Microfluidic Circuit Dynamics and Control for Caterpillar-Inspired Locomotion in a Soft Robot

Abstract

Because caterpillars can locomote through complex terrain, caterpillar-inspired soft robots promise safe and reliable access for search, rescue, and exploration. Microfluidic components analogous to electronic components like resistors and capacitors further promise the principled design and fabrication of autonomous soft robots powered by microfluidic circuits. This paper presents a model for caterpillar locomotion using an oscillator network approach, in which the periodic motion of each leg is described by an oscillator, and the collection of all legs forms a network.

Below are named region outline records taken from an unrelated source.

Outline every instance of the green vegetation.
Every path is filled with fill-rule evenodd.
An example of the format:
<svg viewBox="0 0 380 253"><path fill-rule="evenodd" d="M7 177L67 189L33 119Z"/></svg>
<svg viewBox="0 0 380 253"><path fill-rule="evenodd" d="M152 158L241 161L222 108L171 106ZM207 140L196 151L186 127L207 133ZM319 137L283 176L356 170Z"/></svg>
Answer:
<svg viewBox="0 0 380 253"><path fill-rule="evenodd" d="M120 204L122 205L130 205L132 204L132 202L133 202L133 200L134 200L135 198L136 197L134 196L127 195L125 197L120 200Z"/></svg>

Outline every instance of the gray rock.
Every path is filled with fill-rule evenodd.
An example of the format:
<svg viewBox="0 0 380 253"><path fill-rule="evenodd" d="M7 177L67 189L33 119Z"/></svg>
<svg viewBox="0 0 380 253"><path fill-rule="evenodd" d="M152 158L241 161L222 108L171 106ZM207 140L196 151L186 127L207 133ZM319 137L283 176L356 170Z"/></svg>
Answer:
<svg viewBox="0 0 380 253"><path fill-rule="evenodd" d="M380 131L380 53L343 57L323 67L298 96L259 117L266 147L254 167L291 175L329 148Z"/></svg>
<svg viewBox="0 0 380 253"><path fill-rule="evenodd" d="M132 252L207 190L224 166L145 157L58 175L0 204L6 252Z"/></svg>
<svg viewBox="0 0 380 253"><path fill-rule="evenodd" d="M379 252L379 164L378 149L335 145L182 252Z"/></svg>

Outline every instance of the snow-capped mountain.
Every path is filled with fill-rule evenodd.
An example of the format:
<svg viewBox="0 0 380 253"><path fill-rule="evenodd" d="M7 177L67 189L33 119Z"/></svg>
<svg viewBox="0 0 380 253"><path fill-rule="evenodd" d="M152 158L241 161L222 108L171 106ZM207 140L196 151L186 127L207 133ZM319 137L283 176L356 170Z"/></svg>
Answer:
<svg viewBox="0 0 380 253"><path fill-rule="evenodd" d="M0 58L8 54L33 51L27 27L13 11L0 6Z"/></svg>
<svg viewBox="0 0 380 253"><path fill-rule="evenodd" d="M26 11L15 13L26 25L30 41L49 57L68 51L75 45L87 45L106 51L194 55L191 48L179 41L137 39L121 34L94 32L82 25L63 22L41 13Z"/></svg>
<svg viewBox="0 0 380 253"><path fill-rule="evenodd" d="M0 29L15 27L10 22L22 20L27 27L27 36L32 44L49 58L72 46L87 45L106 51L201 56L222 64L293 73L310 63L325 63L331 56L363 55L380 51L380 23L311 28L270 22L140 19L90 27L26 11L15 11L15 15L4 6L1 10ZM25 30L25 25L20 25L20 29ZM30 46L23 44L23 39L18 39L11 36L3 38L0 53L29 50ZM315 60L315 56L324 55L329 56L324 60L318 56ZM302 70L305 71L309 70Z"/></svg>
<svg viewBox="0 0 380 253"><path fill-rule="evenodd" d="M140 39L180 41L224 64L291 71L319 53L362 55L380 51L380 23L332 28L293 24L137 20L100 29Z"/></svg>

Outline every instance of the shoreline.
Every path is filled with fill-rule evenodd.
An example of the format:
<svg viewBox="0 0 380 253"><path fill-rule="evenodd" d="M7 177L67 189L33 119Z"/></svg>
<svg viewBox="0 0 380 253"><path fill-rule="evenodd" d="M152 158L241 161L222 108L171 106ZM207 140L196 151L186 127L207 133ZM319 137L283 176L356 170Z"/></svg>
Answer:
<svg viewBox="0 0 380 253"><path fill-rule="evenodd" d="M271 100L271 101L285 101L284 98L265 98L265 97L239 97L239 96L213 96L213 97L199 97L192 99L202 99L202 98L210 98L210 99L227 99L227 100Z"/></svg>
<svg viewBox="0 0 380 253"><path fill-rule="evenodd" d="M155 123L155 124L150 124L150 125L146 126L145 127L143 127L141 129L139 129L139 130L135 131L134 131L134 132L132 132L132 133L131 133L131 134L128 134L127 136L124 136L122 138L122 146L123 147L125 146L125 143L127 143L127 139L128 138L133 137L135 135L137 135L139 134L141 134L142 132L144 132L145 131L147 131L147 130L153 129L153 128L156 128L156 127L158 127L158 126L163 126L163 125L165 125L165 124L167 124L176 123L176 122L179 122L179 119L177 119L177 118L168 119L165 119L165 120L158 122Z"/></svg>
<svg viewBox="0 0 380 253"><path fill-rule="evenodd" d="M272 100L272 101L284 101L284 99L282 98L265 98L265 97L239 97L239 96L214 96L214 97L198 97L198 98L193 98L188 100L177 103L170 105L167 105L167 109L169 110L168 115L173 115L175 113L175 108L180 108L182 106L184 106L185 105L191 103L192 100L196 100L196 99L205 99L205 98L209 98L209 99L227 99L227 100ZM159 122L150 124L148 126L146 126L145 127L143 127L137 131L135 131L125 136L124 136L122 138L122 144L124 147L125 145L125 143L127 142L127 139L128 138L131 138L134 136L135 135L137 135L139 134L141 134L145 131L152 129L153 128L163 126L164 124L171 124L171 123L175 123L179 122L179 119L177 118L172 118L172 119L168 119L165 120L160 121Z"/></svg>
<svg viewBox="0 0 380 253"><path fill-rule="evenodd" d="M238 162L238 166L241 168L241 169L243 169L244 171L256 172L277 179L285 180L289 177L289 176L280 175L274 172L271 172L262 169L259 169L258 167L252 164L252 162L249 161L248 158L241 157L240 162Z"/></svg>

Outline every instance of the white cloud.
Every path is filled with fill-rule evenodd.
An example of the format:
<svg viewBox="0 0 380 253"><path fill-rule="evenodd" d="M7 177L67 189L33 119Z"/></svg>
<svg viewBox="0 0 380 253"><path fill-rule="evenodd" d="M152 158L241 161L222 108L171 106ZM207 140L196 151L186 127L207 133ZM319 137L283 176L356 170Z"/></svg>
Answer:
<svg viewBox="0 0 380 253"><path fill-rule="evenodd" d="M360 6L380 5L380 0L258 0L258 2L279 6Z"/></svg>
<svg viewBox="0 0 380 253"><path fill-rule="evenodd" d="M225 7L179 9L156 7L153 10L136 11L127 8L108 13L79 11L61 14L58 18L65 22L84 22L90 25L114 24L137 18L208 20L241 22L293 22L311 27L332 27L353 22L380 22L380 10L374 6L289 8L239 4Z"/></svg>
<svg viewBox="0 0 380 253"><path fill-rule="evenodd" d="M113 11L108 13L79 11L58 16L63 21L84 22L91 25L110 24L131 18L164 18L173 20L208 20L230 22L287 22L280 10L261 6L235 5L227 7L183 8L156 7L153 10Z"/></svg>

We use tools from graph theory to model (1) a first-order system consisting of a network of RC oscillators connected to an astable multivibrator circuit serving as a Central Pattern Generator (CPG); and (2) a second-order system consisting of a network of RLC oscillators with a deCentralized Pattern Generator (dCPG) as reference control. For the RC network, we analyze the rate of convergence and the gait number, a metric that characterizes the locomotion gait. For the RLC network, we design feedback laws to stabilize consensus and traveling wave solutions. Numerical modeling and preliminary experimental results show promise for the design and control of locomotion circuitry in a caterpillar-inspired soft robot.